安娜没有反对。她走进卧室,躺在床上,盯着天花板。那个男人的脸,报纸上的简讯,梦中的蓝光,图书馆里的反应堆图表——所有这些碎片在她脑海里旋转,像万花筒里的彩色玻璃片,每次转动都形成新的图案,但永远拼不成完整的画面。
她闭上眼睛,试图理清思路。
如果那个男人在监视她——这个想法听起来很疯狂,但她的直觉在尖叫这是真的——那么为什么?因为她开始调查自己的过去?因为那封警告信?还是因为别的、她甚至不知道的原因?
而那个梦……那个蓝光的梦……
突然,一个可怕的想法闪过她的脑海。
如果那不是梦呢?
如果那是……记忆呢?
但这个想法太荒谬了。她从来没有见过蓝色的天空,没有见过发光的雪,没有见过空无一人的基辅街道。那只能是梦,只能是大脑创造的幻觉。

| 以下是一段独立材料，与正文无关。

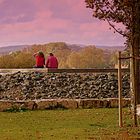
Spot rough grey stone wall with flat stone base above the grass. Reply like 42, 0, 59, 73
0, 72, 130, 111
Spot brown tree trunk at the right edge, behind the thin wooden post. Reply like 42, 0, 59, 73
130, 0, 140, 126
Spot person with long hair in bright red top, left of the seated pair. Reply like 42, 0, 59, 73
34, 51, 45, 68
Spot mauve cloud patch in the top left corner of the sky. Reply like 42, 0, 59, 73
0, 0, 37, 24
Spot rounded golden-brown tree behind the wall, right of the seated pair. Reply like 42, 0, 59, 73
67, 46, 107, 68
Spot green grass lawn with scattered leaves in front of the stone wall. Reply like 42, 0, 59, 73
0, 108, 140, 140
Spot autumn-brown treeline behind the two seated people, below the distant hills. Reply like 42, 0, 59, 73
0, 42, 120, 68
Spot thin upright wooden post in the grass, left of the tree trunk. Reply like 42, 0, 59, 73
118, 52, 123, 127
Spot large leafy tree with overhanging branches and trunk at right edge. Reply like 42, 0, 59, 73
85, 0, 140, 126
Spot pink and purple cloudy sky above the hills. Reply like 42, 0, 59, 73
0, 0, 125, 47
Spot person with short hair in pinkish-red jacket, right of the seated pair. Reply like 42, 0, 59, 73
46, 53, 58, 68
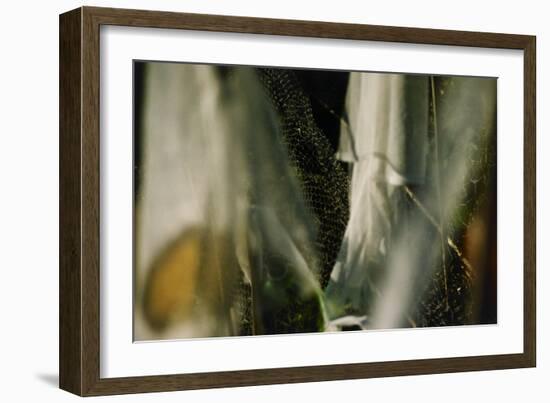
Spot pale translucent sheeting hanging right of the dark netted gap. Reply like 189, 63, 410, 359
326, 73, 496, 329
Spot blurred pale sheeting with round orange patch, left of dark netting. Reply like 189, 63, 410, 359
134, 63, 324, 340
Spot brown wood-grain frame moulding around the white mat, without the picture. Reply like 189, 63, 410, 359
59, 7, 536, 396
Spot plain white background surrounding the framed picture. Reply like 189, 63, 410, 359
0, 0, 550, 403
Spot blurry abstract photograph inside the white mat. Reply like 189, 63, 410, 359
133, 60, 497, 341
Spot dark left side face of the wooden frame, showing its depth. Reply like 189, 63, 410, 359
59, 10, 82, 394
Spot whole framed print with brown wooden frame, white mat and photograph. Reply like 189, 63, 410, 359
60, 7, 536, 396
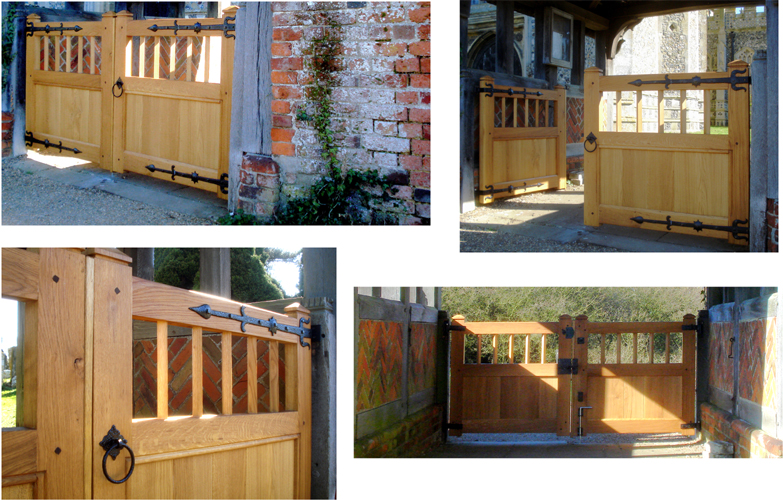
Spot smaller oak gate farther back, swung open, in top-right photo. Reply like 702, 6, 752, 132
478, 76, 566, 204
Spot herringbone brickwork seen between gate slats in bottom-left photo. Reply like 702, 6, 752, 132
133, 335, 285, 418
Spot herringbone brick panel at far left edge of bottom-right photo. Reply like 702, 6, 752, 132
356, 320, 402, 412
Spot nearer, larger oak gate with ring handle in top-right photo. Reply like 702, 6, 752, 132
584, 61, 750, 244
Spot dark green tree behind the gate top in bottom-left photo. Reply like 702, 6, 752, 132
154, 248, 284, 302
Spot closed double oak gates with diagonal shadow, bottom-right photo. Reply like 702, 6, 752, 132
448, 314, 696, 437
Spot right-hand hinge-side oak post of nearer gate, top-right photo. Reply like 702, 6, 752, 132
728, 61, 750, 245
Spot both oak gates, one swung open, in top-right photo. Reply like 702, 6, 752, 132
477, 61, 750, 244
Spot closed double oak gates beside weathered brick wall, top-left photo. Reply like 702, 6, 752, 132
27, 7, 237, 198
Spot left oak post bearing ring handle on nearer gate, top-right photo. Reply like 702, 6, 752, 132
584, 67, 603, 227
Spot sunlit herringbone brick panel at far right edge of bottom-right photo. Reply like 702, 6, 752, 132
739, 320, 777, 408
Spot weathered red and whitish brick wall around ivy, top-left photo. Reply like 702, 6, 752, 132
268, 2, 430, 224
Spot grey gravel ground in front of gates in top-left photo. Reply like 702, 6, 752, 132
2, 160, 212, 225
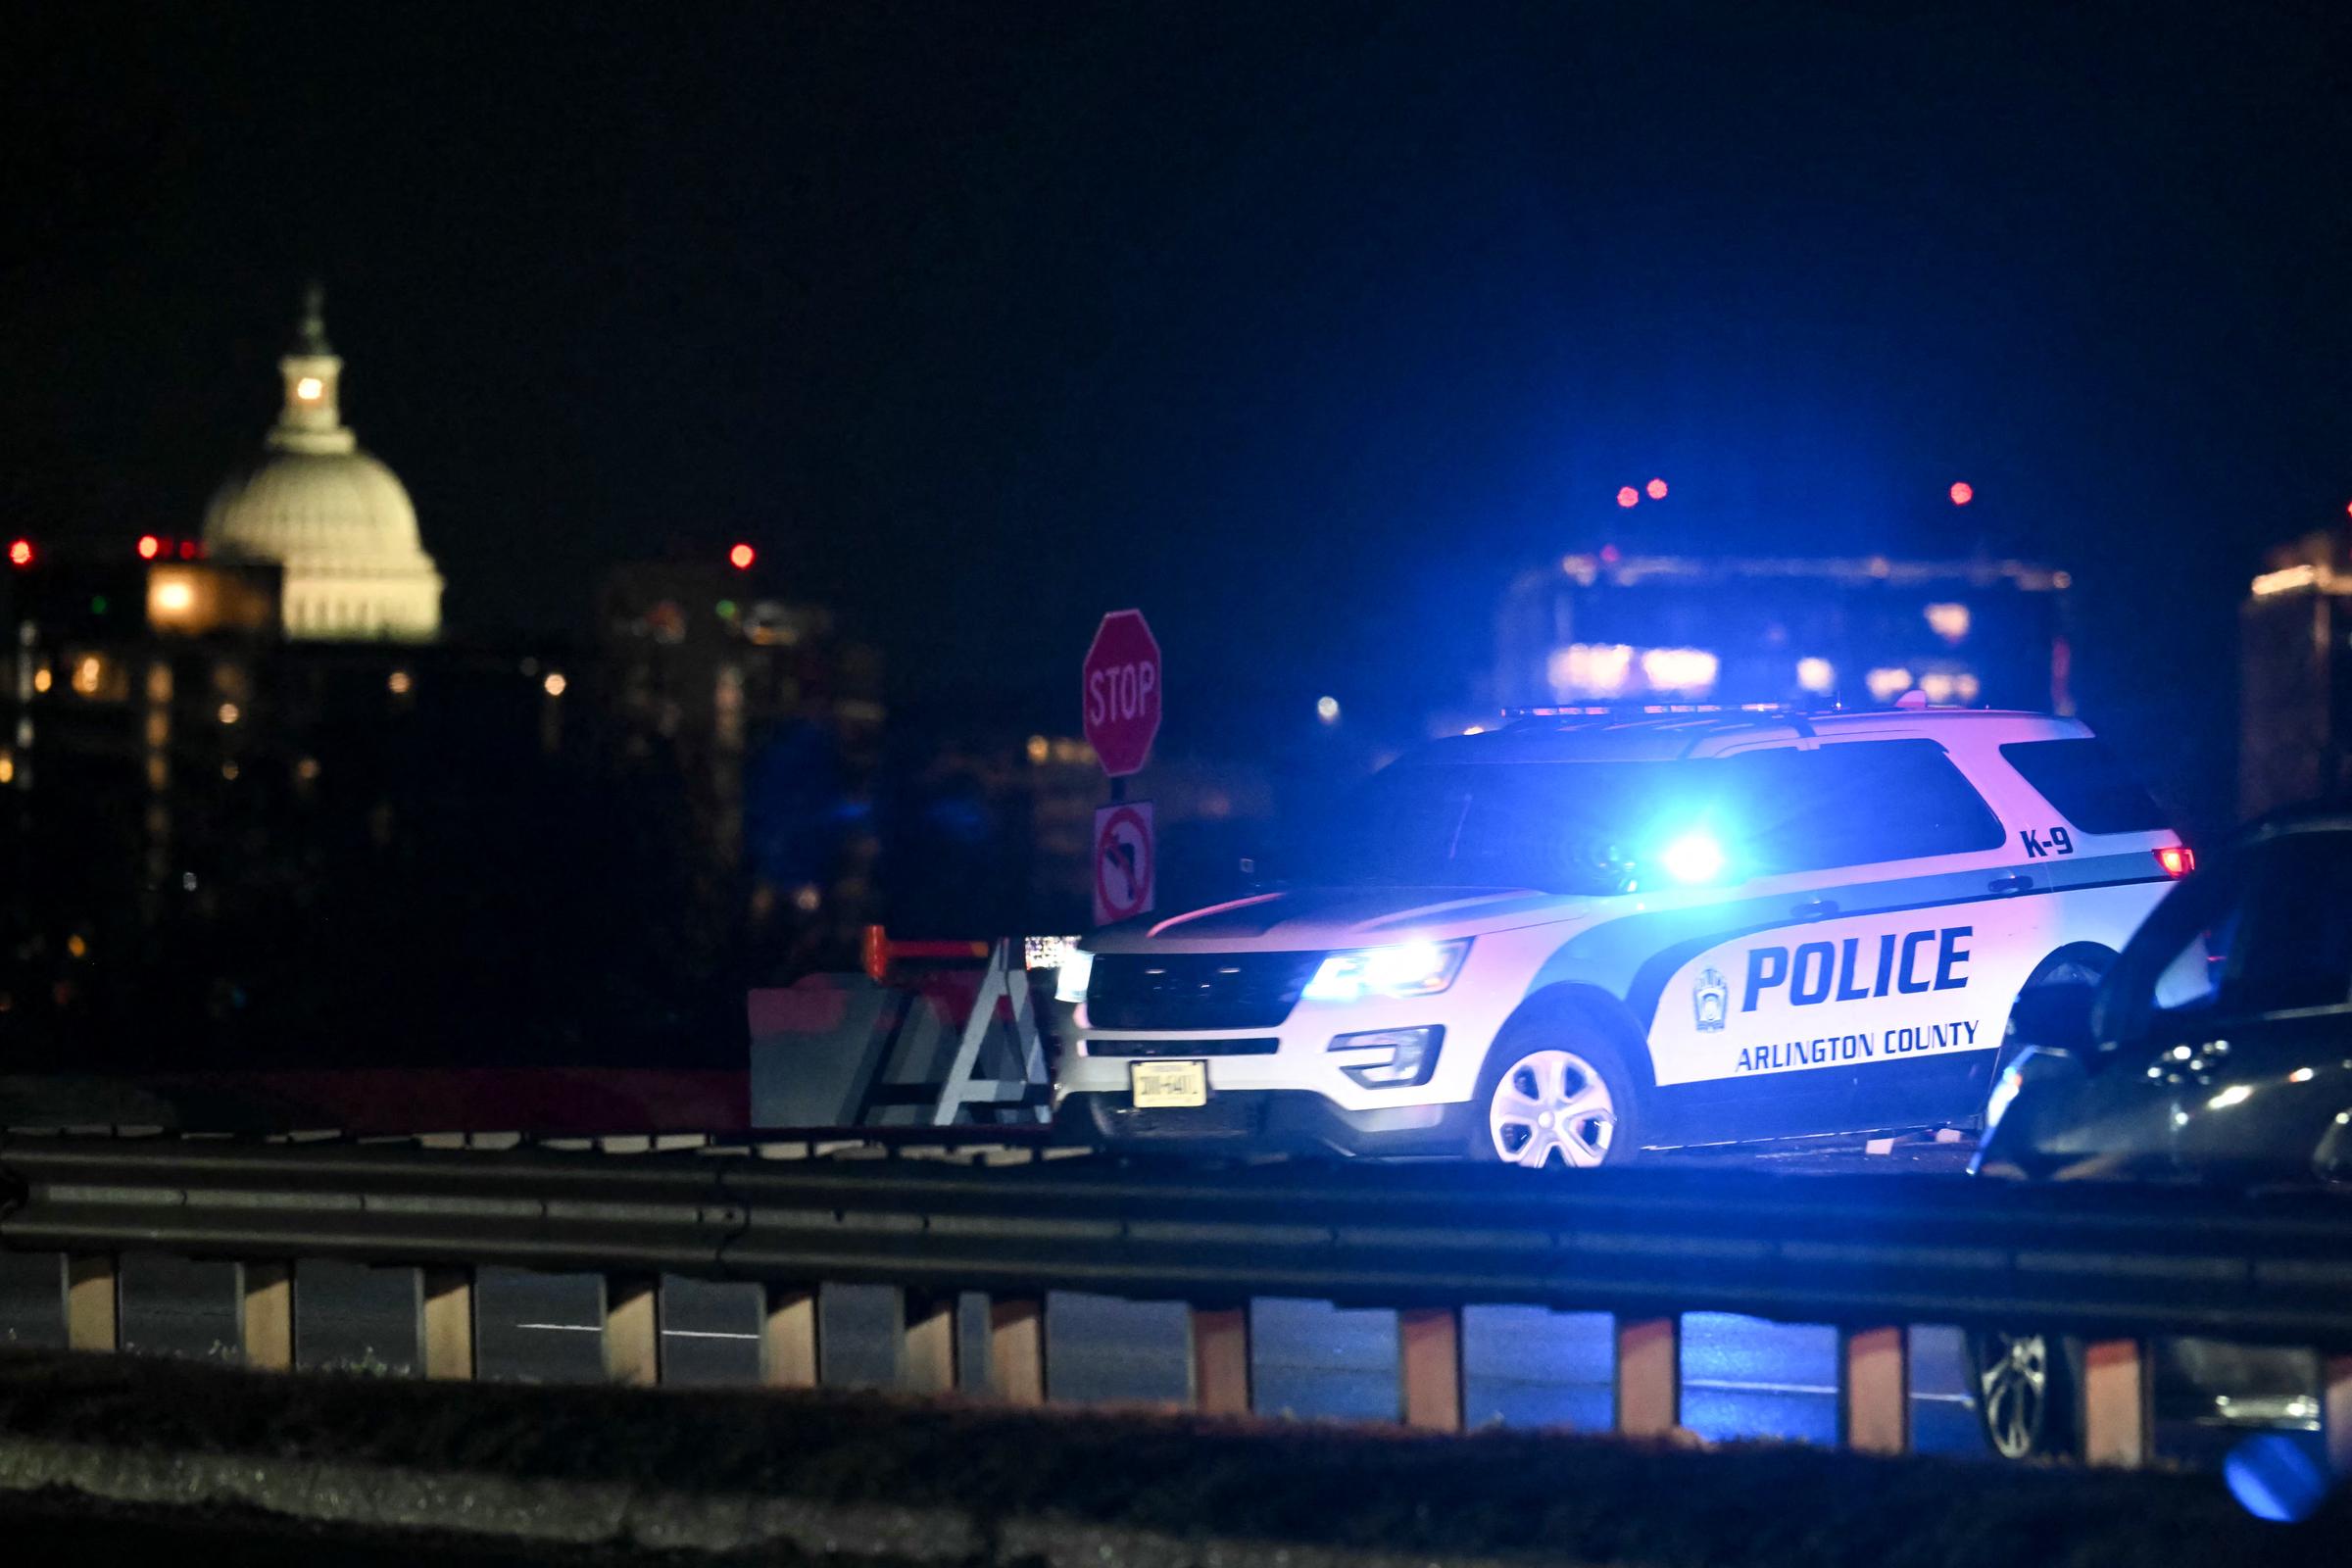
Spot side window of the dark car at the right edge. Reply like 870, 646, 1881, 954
2225, 832, 2352, 1013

可是为什么,当她想到这里时,她的嘴里又出现了那种金属的味道?为什么她的皮肤开始发冷,仿佛真的站在那个蓝光笼罩的夜晚?
“安娜?”瓦西里在门口轻声唤她。
她睁开眼。
“午饭好了。”他说,走进来坐在床边,抚摸着她的头发,“你睡着了?”
“没有。只是在想事情。”
“想出什么了吗?”
安娜看着他关切的脸,那双清澈的蓝眼睛。她突然想告诉他一切:那封信,那个监视她的男人,她对自己身世的怀疑,还有她对那个梦越来越深的恐惧。
但她没有。
她只是伸出手,抚摸他的脸颊。“我想我可能需要休息几天。不去针织厂,不去图书馆。就待在家里。”
瓦西里点点头,握住她的手。“好主意。我会陪你。”
“你不用上班吗?”
“我可以调休几天。”他说,“队长有这个特权。”
安娜感到眼眶发热。她坐起来,抱住他,把脸埋在他肩上。“谢谢你,瓦夏。”
“为了什么?”
“为了……存在。”她低声说。
瓦西里轻轻笑了,抱着她摇晃,像在摇晃一个孩子。“我会永远存在,我的小麻雀。永远。”
在那个温暖的拥抱里,在那个充满阳光下的木头气味的怀抱里,安娜暂时忘记了蓝光,忘记了灰色眼睛的男人,忘记了警告信和未解的身世之谜。
但只是暂时。
因为在她意识的深处,那些碎片依然在闪烁,等待着被拼凑起来。而时间——无情的时间——正在一秒一秒地流逝,朝着某个她尚未知晓、但已开始隐隐恐惧的点移动。
距离1986年4月26日,还有二十五天。